MIT Engineers World's First Schizophrenic Mice
Frosty Piss writes "MIT researchers have created a schizophrenic mouse that pinpoints a gene variation predisposing people to schizophrenia. Research with the mouse may lead to the first genetically targeted drugs for the disease, which affects 1 percent of the population worldwide. This is the first study that uses animals who demonstrate an array of symptoms observed in schizophrenic patients to identify specific genes that predispose people to the disease."
I'm all for animal testing and all. I'm no animal rights advocate by a long shot; but intentionally giving mice schizophrenia seems a bit wrong to me. Schizophrenia runs in my family and I want to see a cure as much as anyone else. Therein lies the conflict. I suppose the mouse gets it if the experiment can do some good.
The game.
Well, being schizophrenic isn't the same as being a sociopath, or even the more fuzzy "being a dick".
A paranoid schizophrenic for example has (at least according to one theory), a pretty fuzzy line between fantasy and reality. At any rate, stuf originating purely in their imagination or beliefs gets mixed with the reality. They might hear voices, see stuff that isn't there, or feel or smell stuff that noone else can perceive. Where you might just imagine telling someone where to shove it, a schizophrenic might actually perceive it as having happened or as in progress. They might become convinced it's telepathy, or some kind of astral projection, or whatever. That is, either that others are able to project their thoughts into their head, or that they themselves have some telepathic or clairvoyance powers. Others might see stuff that's not actually there (e.g., ghosts) or distort their perception of real stuff (e.g., seeing a piece of string on their skin as some mysterious new parasite.)
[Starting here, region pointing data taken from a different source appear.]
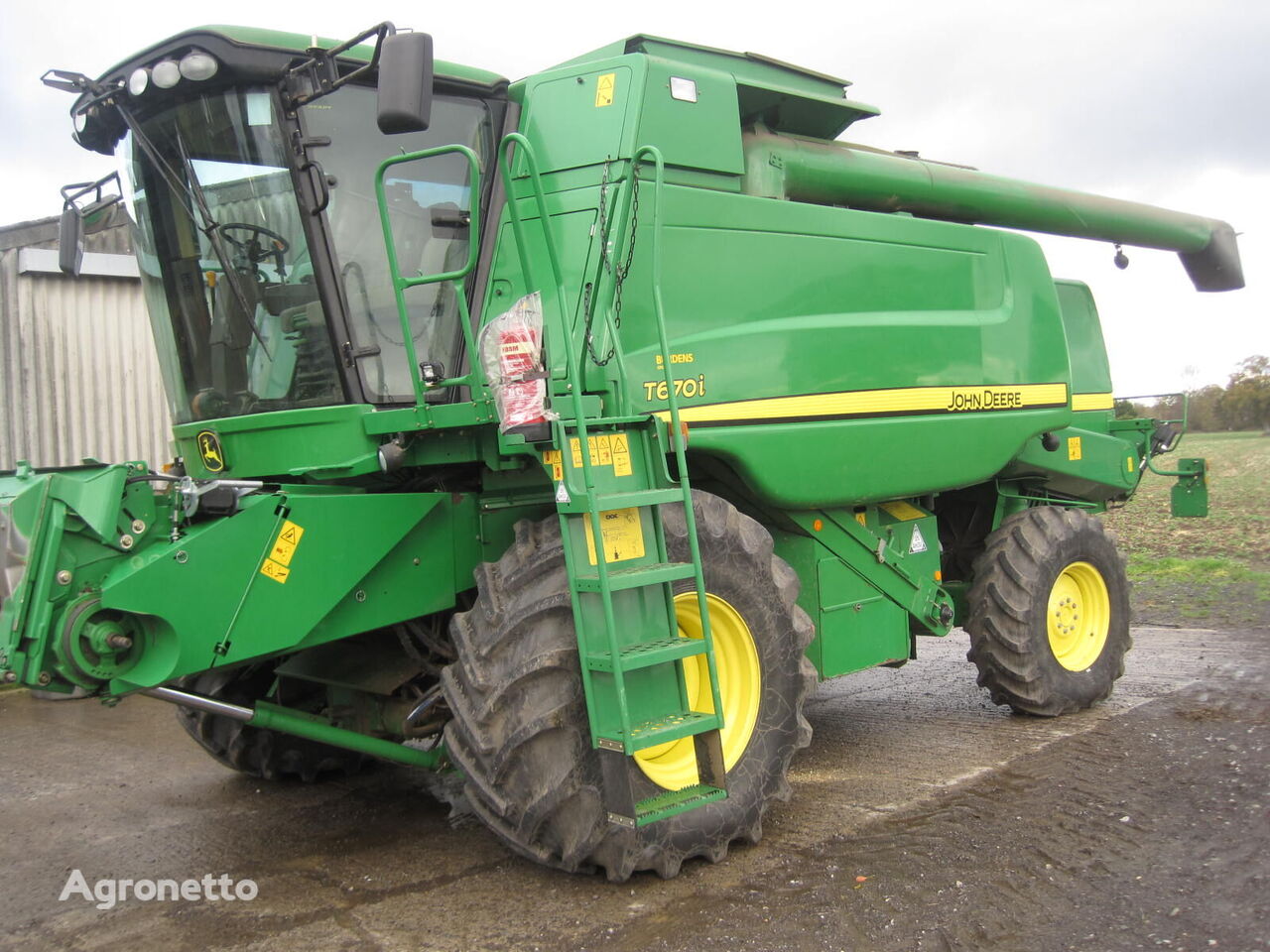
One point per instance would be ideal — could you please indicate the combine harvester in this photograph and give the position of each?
(443, 354)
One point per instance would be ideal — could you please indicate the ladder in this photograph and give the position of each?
(611, 477)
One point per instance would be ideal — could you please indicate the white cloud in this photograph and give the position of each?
(1144, 99)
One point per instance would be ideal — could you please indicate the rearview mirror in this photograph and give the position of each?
(75, 214)
(405, 82)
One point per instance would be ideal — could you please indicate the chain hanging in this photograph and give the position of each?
(617, 271)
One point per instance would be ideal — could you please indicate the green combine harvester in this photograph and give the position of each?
(444, 353)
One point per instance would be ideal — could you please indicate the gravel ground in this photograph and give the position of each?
(1139, 824)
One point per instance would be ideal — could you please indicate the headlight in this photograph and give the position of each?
(167, 73)
(197, 64)
(139, 80)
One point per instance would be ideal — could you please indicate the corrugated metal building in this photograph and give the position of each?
(77, 368)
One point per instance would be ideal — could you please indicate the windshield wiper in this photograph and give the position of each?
(209, 227)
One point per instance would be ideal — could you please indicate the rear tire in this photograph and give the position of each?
(252, 751)
(1049, 612)
(520, 729)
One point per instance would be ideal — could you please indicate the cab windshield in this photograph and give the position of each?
(240, 327)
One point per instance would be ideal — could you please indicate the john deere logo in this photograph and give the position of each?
(209, 451)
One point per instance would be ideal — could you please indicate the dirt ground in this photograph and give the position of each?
(1141, 824)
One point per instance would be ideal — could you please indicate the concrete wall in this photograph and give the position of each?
(77, 370)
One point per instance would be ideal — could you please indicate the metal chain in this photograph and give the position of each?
(619, 271)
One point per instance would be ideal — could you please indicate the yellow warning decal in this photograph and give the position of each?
(552, 457)
(603, 449)
(278, 560)
(622, 535)
(621, 449)
(604, 89)
(285, 546)
(278, 572)
(903, 511)
(1092, 402)
(879, 403)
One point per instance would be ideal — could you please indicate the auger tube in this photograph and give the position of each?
(860, 177)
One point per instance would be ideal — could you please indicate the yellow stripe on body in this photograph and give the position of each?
(878, 403)
(1092, 402)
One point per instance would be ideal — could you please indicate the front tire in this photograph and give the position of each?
(1049, 612)
(520, 729)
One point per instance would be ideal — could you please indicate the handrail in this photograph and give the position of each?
(572, 381)
(677, 435)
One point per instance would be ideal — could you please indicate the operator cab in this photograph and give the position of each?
(248, 166)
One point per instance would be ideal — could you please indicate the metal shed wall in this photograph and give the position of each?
(77, 368)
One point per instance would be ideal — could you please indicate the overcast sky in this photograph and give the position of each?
(1152, 100)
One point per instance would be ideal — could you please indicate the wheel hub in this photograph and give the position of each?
(1079, 616)
(674, 766)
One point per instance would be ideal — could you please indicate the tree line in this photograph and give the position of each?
(1242, 404)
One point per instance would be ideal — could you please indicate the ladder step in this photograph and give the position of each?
(607, 502)
(659, 730)
(647, 654)
(594, 422)
(636, 578)
(668, 803)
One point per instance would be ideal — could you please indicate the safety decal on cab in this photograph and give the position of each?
(604, 449)
(277, 563)
(622, 536)
(209, 451)
(604, 89)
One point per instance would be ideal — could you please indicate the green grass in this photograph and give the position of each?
(1215, 570)
(1238, 522)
Well, that's just one of the kinds of schizophrenia, and what I've described there is more like the extreme cases that get sent to a mental institutions. Most people are a lot more mild than that, and either never get diagnosed or are considered harmless enough to just give them some medicine and let them go back home. Plus a lot are intelligent and socially aware enough to know that everyone else will think they're crazy if they go around saying that they see ghosts, and that carries a major social stigma in our society. So they do their best to hide it, and might never get diagnosed at all.
That doesn't, however, mean that they're necessarily "a dick". The cases where the voices told them to do something nasty are actually quite rare, and most might not even hear voices at all, but have some other form of sensory delusions or distortions. A schizophrenic might just as well be a very nice guy or gal, who just happens to see or hear something slightly different than you do. Just because someone sees ghosts, for example, doesn't mean they will go and tell everyone where to shove it and how deep. That ghost might as well tell them to be nice, or do some great work of charity, or reinforce whatever other belief that spawned that bit of imagination in the first place.
The cases where the voices told them that everyone is their enemy and must be elliminated, are actually quite rare. The 1% of the total population being or having at some point been schizophrenic is a _lot_. Plus, as I was saying, there are a lot which never get diagnosed at all. If they all went and did nasty stuff, you'd notice.
So, basically, chances are you've met or interacted daily with one or more people with schizophrenia without even knowing it. And chances are they weren't the obnoxious "dicks" either.
A polar bear is a cartesian bear after a coordinate transform.
As devil's advocate, I need to raise the question: are we sure a "cure" for schizophrenia would be a good thing? As a scienctist it is imporant to consider the potential consequences of our discoveries. The same 'gene' that predisposes people to schizophrenia might also be related to volition and genius and creativity and what fundamentaly makes people human. If curing people of schizophrenia eventually means something akin to giving at-risk fetuses a localized shot of some protein or amino acid or whatever at a strategic time in development, we might risk losing some potential brilliant minds as well. Moreover, a cure for schizophrenia could also mean a technology that allows governments to turn populations into zombies and robots. That might make the world easier to govern, but, at what cost?